Mobile County Public School System’s Instructional Technology department works to help administrators understand the technology integration process—from participation and modeling to evaluating the effectiveness of the integration process.
As technology integration into the classroom has increased, monitoring the effectiveness of the integration process has become the major focus. Teachers are responsible for the effective integration of technology in the classroom and knowing if what they’ve chosen to integrate is having an impact on learning.
While administrators are observing the integration process, many do not understand the technology tools that are being used in the classroom. MCPSS’s Instructional Technology department offers professional development specifically designed to help administrators understand not only the technology tools being used in their schools but also how to evaluate the effectiveness of the integration process.
When is there time?
With the growing responsibilities that administrators have, it can be difficult to find the time to gain an understanding of the technology that teachers are integrating into their classrooms.

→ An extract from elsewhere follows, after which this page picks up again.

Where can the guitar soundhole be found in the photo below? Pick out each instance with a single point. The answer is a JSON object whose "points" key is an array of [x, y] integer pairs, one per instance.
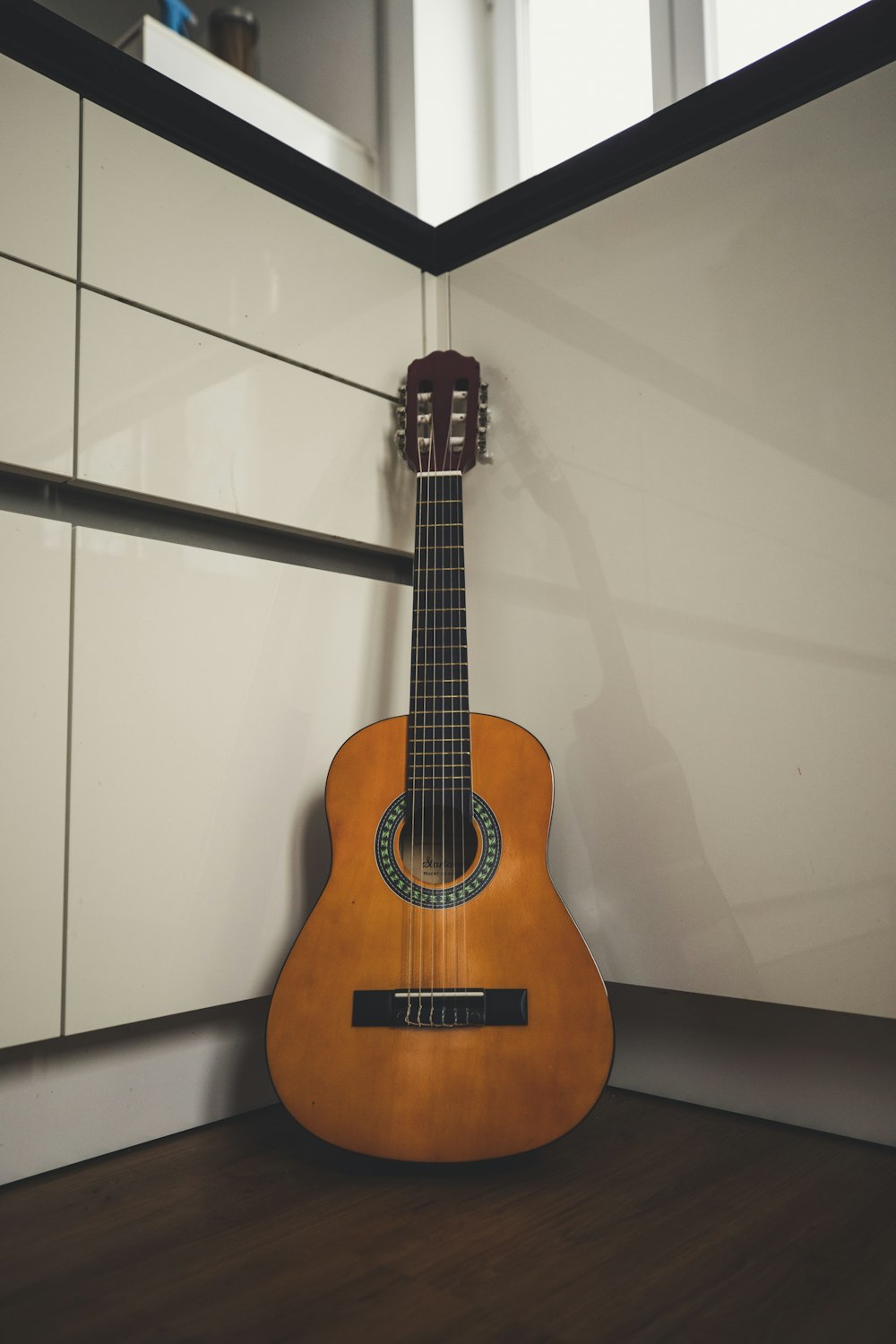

However, just as teachers require professional development (PD) to learn how to integrate technology into the classroom, administrators need professional development as well. The MCPSS Instructional Technology department offers this training in three sessions, which gives the administrators time in between sessions to begin to apply what they’re learning and to formulate questions, before the following session, on what they experienced at their school.
How does this work?
The Instructional Technology department developed a Professional Learning Unit (PLU) for administrators as a means of helping administrators and prospective administrators better understand the technology integration that’s taking place in their schools. This PLU consists of an introduction to technology apps and programs that the department had previously trained teachers to integrate into their classrooms.
Administrators and prospective administrators participate in professional development one day per month for three months. In between each session, they survey their schools on what they’ve learned. Each of the three training sessions for administrators focuses on several technology tools that are being used in many of the schools in the district. The administrators have the opportunity to see each tool in action, participate in an activity that involves them using the tool, and then document times they’ve seen that particular tool being used in a classroom or what they feel effective use of that tool should look like in their school.
One administrator who participated in the professional development sessions said that this training method was “extremely informative, and I gained knowledge of apps that I was not previously aware of. Thank you so much for all that you have done to help us!” This administrator expressed that his lack of awareness of these technology tools had previously prevented him from evaluating effectively the teachers’ technology integration process.
Administrators participating in this PD also have job-embedded tasks to complete when they return to their schools so that they can put what they learned in their sessions into action. When they’ve completed the training, administrators will have submitted several artifacts showing what they’ve learned and how they’ll use what they’ve learned in their schools.
As part of the third training session, administrators learn about tools they can use to evaluate the effectiveness of the technology integration taking place in their school. They also have an opportunity to share best practices with other administrators from the time they’ve spent in classrooms observing technology use and evaluating its effectiveness. Administrators are introduced to what effective integration consists of, or “look-fors” in the classroom, to help them determine whether or not what they’re observing is effective integration. Last but not least, part of the evaluation process includes sharing with teachers what they’ve observed in the classroom and offering support in the form of technology PD that’s led by the administrator as a way to model what they’ve learned.
Several administrators have participated in this PLU, and they’ve expressed their excitement and appreciation for the information they’ve received and for all that they’ve learned. One administrator commented, “I am very appreciative of the implementation of this PLU. I have become more technologically savvy and now seek new ways to use technology in my school.” Another administrator added, “This was actually fun and engaging and I walked away with something tangible that I feel will genuinely help our teachers.”
This PLU has helped to bring administrators and teachers together in their efforts to integrate technology into their schools effectively. As a result, technology tools will have a greater impact on student learning.
Dr. Ursula Martin is a district-level Instructional Technology Resource Teacher for Mobile County Public School System in Mobile, Alabama.